Ruling party senators are not just unhappy about bad credit ratings they appear to see them as a deliberate attack on financial stability, and today they took a stand.
Morena party Senator Salomón Jara announced a legislative amendment that would give the National Banking and Securities Commission (CNBV) the authority to revoke a rating agency’s authorization to operate.
The change would give the CNBV “the faculty and the obligation” to revoke an agency’s permission to operate “when evaluations or qualifications do not adhere to the principles of independence, objectivity, rigor, authenticity, truth, integrity and transparency or attack in a deliberate manner the financial stability of the markets or a business . . . .”
Introduction of the legislation follows Monday’s downgrade by Standard & Poor’s of the credit outlook for Mexico, Pemex, the Federal Electricity Commission (CFE) and a long list of businesses and financial institutions.
Those downgrades and another by Fitch Ratings last month put the agencies in the bad books of President López Obrador, who accused them of saying nothing when Pemex and the CFE “were overrun by corruption.”
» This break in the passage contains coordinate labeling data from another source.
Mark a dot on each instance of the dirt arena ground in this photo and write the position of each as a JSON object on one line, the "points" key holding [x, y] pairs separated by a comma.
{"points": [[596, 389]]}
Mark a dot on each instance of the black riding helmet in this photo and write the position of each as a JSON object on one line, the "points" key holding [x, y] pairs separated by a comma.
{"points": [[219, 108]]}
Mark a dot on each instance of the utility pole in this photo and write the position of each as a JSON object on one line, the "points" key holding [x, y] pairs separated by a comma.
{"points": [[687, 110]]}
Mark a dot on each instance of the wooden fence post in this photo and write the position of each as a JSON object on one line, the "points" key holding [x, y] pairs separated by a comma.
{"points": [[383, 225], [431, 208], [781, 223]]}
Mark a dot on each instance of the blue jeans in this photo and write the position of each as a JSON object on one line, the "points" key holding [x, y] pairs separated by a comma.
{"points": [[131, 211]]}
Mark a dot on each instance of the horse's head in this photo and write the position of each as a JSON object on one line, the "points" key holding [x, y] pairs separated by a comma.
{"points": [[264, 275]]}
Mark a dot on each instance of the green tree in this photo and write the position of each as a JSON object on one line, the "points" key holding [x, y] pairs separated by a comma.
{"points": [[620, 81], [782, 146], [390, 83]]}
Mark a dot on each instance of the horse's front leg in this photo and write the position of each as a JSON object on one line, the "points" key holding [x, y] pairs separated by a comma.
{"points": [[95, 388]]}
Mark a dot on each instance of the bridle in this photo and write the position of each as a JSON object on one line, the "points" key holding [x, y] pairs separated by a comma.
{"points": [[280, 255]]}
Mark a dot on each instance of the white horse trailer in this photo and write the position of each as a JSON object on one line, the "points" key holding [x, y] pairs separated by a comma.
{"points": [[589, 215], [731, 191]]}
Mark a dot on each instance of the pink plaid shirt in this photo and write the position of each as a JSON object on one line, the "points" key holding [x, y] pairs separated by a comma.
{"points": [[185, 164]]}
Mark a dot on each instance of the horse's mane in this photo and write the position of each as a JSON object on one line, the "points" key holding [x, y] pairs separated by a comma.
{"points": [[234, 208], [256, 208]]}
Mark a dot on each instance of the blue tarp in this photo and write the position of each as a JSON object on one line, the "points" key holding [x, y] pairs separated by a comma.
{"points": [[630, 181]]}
He claimed that S&P was punishing Mexico for “neoliberal policies” of the last 36 years.
Senator Jara said agencies such as S&P “have neither shame nor ethics” and accused them of trying “to apply pressure and engage in blackmail.”
He claimed they are not in favor of the government’s efforts to combat corruption, and would instead prefer to see the movement of funds from the public sector to private individuals and friends, or “crony economics.”
The legislative change will be presented to the Senate on Thursday, but the National Action Party head of the Senate Economic Commission declared the idea was “a pendejada,” which in this case would translate as “bloody stupid” or “bullshit.”
Gustavo Madero said the Morena party “hasn’t the remotest idea what they are saying” and warned that the initiative could destabilize markets.